# [SOLVED] Exclamation Point in my Network's icon



## Rio Pauline (Feb 28, 2012)

Hi guys!

I have a problem w/ my computer, my network connections icon have a exclamation mark (!) and it say i don't have internet access,.

but luckily i have internet access but i can't remote my computer,

Is there a helpful tip from you guys?

Hoping for your quick response.


----------



## Wand3r3r (Sep 17, 2010)

*Re: Exclamation Point in my Network's icon*

Provide a pic of the network section with the exclaimation point [which indicates a driver is not installed]

The can't remote issue is not related. To RDP to your pc from the outside you have to port forward port 3389 to the static ip of your pc.


----------



## Rio Pauline (Feb 28, 2012)

*Re: Exclamation Point in my Network's icon*



Rio Pauline said:


> Hi guys!
> 
> I have a problem w/ my computer, my network connections icon have a exclamation mark (!) and it say i don't have internet access,.
> 
> ...




Thank You for the response,. i have found out that I don't have a default gateway in my i.p. configuration,.
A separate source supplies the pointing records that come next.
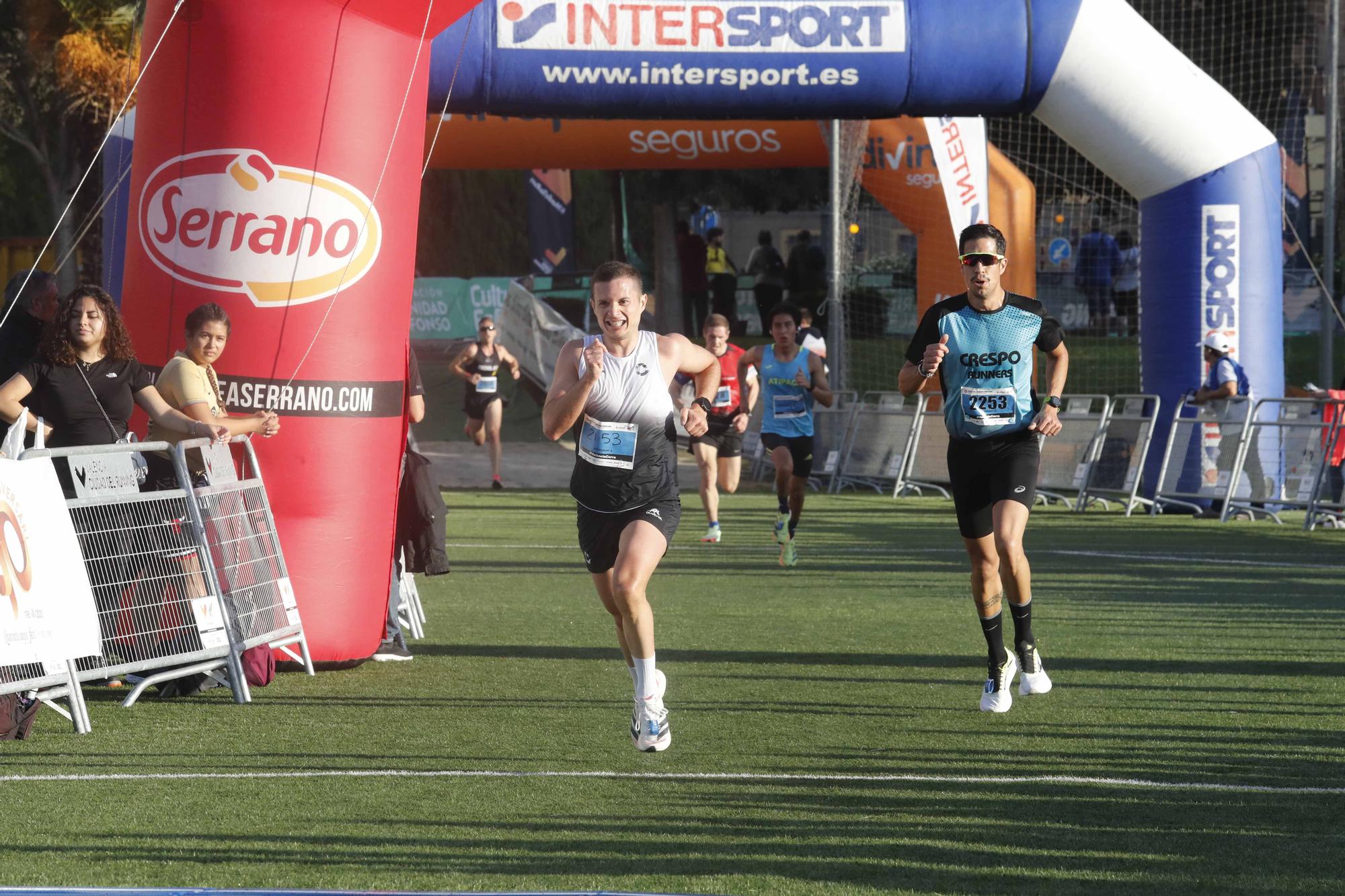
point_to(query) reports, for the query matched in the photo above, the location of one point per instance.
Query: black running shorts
(722, 436)
(987, 471)
(475, 405)
(601, 534)
(801, 451)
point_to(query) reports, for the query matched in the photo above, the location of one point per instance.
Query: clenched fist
(594, 357)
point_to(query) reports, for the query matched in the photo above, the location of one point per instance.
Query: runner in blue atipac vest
(980, 345)
(792, 380)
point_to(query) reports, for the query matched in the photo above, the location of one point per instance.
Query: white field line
(747, 776)
(899, 552)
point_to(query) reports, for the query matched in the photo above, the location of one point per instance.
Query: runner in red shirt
(719, 452)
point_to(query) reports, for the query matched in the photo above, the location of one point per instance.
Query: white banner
(46, 604)
(960, 153)
(535, 333)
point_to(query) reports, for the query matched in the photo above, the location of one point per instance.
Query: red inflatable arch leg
(263, 136)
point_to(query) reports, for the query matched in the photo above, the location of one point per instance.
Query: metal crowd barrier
(1300, 435)
(1067, 456)
(884, 399)
(411, 612)
(831, 438)
(1328, 506)
(1120, 462)
(1203, 452)
(927, 462)
(880, 442)
(163, 611)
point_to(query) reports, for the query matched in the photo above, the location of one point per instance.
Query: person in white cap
(1229, 380)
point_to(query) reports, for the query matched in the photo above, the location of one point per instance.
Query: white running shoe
(661, 685)
(996, 697)
(1035, 681)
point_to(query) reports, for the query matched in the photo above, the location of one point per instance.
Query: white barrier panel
(1117, 467)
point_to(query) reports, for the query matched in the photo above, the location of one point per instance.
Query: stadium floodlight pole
(1330, 210)
(836, 354)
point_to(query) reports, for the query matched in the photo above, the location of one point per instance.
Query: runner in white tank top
(611, 392)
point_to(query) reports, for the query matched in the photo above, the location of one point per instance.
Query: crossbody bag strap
(83, 376)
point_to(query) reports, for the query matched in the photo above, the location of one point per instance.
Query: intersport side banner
(960, 153)
(267, 179)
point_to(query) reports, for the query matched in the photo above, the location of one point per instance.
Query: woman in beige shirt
(189, 384)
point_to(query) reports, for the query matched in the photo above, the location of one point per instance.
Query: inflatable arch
(489, 142)
(279, 149)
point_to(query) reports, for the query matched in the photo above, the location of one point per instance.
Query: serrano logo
(786, 26)
(233, 221)
(989, 360)
(15, 569)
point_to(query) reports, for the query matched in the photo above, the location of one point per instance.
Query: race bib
(790, 407)
(989, 407)
(606, 444)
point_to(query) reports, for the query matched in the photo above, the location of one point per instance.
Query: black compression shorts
(601, 534)
(722, 436)
(801, 451)
(987, 471)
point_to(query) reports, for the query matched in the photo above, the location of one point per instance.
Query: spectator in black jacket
(22, 333)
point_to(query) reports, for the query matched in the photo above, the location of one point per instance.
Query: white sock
(644, 677)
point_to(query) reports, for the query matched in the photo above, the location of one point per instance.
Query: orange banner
(899, 170)
(492, 142)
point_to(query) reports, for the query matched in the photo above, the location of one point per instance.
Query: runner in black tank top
(479, 364)
(611, 392)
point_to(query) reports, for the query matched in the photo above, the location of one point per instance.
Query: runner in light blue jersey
(981, 346)
(792, 380)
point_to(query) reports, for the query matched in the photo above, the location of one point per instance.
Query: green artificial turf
(1183, 651)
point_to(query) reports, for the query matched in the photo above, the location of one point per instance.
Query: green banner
(450, 307)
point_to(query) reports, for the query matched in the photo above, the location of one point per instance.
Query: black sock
(1023, 641)
(1022, 624)
(995, 633)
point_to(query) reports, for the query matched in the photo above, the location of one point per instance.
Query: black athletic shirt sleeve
(1052, 334)
(138, 377)
(926, 334)
(929, 333)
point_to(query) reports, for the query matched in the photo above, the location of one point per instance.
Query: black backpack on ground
(17, 715)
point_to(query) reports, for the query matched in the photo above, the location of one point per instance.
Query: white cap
(1219, 342)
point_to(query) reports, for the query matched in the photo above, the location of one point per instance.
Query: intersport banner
(786, 58)
(960, 154)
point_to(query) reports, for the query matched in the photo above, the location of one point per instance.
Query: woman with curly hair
(88, 381)
(189, 384)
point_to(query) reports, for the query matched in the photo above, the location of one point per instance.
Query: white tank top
(625, 454)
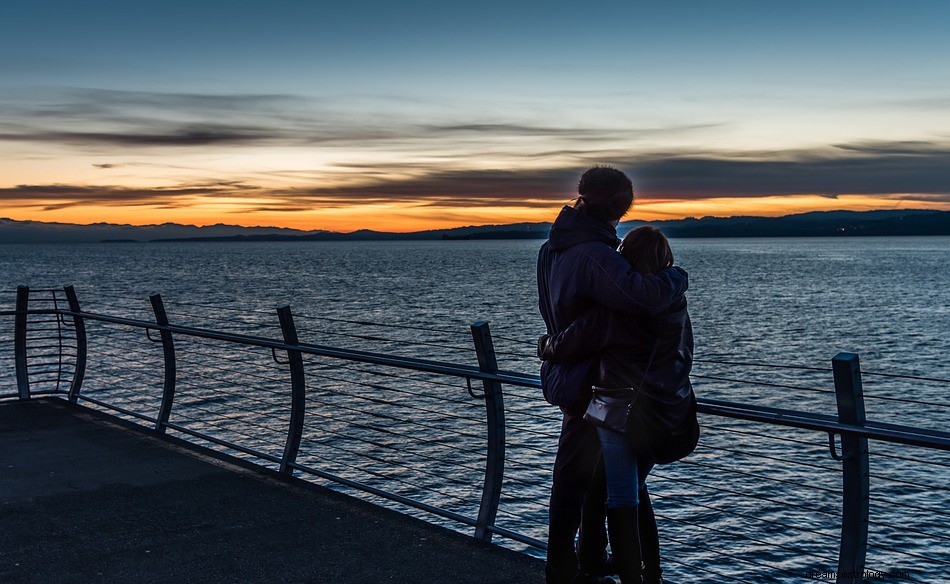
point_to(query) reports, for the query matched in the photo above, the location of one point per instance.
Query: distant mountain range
(816, 224)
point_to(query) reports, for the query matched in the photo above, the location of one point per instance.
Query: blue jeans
(626, 473)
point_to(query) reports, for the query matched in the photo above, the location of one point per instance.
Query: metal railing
(436, 436)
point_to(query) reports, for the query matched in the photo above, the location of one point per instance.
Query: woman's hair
(605, 193)
(647, 250)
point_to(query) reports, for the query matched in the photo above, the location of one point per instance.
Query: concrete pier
(87, 498)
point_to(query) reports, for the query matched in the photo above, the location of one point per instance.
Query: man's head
(605, 193)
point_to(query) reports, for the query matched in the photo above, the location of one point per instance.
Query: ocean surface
(755, 503)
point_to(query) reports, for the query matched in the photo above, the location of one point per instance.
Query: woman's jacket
(650, 352)
(579, 268)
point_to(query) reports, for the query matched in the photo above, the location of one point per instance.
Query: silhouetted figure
(650, 355)
(579, 268)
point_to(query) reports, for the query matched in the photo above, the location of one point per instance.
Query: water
(754, 502)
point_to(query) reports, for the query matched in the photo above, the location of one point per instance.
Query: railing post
(495, 409)
(298, 391)
(171, 364)
(19, 341)
(856, 486)
(81, 345)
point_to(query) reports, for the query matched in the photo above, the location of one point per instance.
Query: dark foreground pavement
(87, 499)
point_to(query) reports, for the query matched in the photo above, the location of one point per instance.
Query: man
(579, 267)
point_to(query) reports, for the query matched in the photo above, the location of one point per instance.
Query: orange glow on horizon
(409, 217)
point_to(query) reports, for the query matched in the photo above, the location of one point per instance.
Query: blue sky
(292, 107)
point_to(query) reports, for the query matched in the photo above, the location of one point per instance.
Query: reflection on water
(757, 503)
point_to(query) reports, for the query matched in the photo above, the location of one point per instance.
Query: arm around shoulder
(611, 282)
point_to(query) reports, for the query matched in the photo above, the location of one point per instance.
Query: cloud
(198, 135)
(60, 196)
(879, 169)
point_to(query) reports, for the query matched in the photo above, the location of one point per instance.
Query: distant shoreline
(895, 223)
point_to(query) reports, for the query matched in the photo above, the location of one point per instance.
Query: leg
(620, 463)
(577, 454)
(592, 536)
(649, 539)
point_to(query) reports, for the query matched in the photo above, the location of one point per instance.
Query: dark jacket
(623, 346)
(578, 268)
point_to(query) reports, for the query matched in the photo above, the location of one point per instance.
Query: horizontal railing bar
(384, 494)
(225, 443)
(452, 369)
(871, 430)
(525, 539)
(808, 421)
(116, 408)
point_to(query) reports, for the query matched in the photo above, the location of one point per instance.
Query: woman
(650, 355)
(578, 267)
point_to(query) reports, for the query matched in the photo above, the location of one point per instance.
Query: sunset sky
(401, 116)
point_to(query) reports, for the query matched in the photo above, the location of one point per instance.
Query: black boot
(572, 576)
(649, 539)
(625, 543)
(592, 535)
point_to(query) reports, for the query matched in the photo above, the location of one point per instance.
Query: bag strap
(649, 364)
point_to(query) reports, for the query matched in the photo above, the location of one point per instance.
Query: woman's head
(647, 250)
(606, 194)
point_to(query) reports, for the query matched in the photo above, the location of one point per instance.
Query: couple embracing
(618, 342)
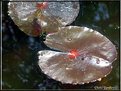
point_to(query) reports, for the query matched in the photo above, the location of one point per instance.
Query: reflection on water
(20, 68)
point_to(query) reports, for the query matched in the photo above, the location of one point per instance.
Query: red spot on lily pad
(73, 54)
(42, 5)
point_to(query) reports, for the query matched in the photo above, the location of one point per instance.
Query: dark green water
(19, 51)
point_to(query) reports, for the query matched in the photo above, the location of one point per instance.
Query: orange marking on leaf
(42, 5)
(73, 54)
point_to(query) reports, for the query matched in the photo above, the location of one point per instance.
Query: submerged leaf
(92, 55)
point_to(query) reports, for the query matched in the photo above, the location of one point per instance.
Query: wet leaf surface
(15, 76)
(92, 60)
(33, 19)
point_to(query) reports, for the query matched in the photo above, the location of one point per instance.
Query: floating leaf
(84, 55)
(65, 12)
(33, 18)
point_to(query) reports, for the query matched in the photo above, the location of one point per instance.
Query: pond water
(20, 68)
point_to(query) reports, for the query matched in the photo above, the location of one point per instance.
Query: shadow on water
(20, 59)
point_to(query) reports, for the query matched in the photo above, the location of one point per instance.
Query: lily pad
(33, 18)
(84, 55)
(63, 11)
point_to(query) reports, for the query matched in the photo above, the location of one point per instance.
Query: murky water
(20, 60)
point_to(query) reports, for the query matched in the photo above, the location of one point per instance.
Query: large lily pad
(93, 55)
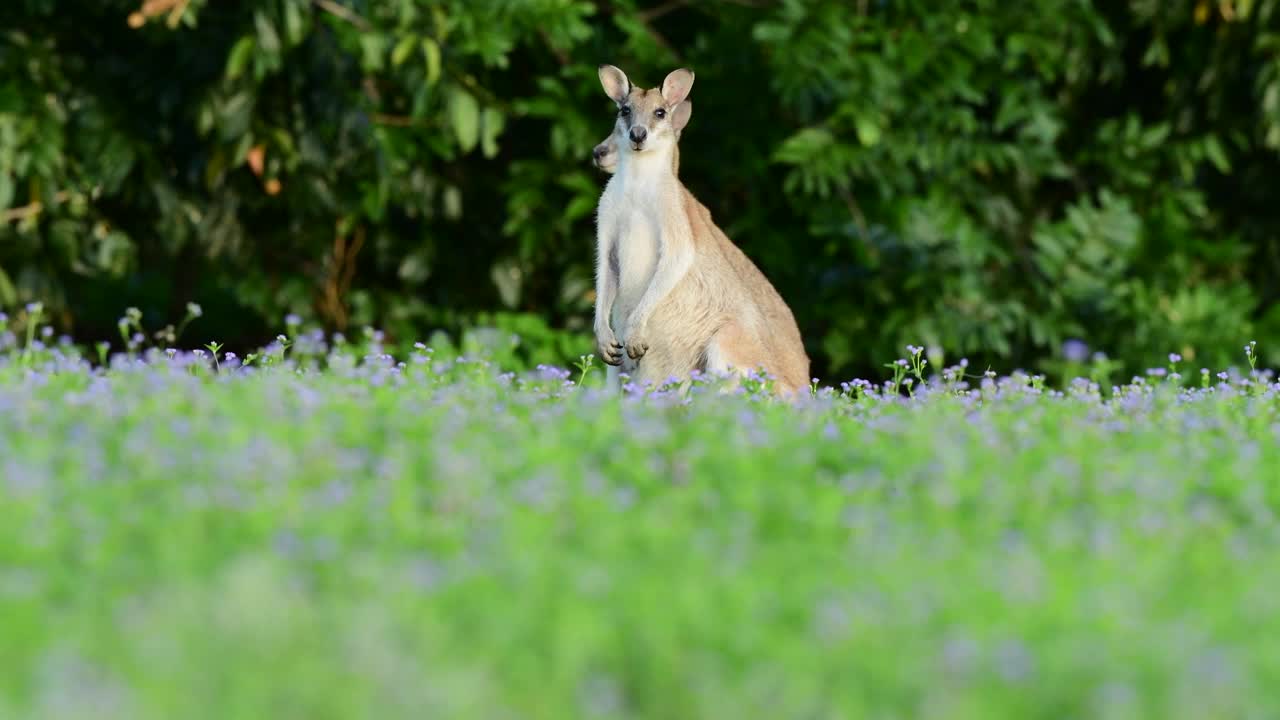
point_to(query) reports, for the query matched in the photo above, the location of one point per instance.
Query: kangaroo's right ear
(681, 114)
(677, 85)
(616, 83)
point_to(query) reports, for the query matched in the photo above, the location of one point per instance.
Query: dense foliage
(324, 531)
(988, 178)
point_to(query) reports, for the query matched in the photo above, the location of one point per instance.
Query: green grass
(440, 541)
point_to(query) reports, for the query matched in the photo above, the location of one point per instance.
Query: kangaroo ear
(616, 83)
(680, 115)
(677, 85)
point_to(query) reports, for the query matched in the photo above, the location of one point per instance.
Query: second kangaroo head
(648, 119)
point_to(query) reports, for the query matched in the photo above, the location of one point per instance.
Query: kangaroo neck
(656, 169)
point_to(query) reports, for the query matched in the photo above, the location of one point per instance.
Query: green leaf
(402, 49)
(7, 190)
(465, 117)
(432, 50)
(295, 27)
(8, 294)
(492, 124)
(240, 57)
(268, 39)
(868, 132)
(1216, 155)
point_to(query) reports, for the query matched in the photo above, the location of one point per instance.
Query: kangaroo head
(648, 119)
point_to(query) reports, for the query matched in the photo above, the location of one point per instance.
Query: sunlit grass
(334, 532)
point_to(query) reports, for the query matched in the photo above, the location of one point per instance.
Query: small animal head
(649, 119)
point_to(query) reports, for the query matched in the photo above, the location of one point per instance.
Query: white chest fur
(635, 196)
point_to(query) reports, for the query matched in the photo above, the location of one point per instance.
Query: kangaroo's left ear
(677, 85)
(680, 115)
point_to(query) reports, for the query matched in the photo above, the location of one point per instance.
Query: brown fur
(677, 290)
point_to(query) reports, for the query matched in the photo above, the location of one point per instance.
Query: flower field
(329, 531)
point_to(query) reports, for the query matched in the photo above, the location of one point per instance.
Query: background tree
(982, 177)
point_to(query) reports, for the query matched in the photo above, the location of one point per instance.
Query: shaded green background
(990, 178)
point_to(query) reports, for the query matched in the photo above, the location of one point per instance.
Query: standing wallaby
(677, 291)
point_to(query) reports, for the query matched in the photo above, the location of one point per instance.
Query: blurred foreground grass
(433, 538)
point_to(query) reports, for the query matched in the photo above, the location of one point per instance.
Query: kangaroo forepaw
(636, 349)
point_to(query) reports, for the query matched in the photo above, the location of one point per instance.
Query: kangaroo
(677, 290)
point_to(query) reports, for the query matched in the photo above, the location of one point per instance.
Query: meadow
(333, 528)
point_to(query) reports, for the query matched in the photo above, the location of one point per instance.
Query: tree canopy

I think somebody have played a tricked on me.

:hide:Thank You again guys..


----------



## 2xg (Aug 5, 2009)

*Re: Exclamation Point in my Network's icon*

All sorted now?


----------



## Rio Pauline (Feb 28, 2012)

*Re: Exclamation Point in my Network's icon*



2xg said:


> All sorted now?




Yup,.Thanks...:flowers:


----------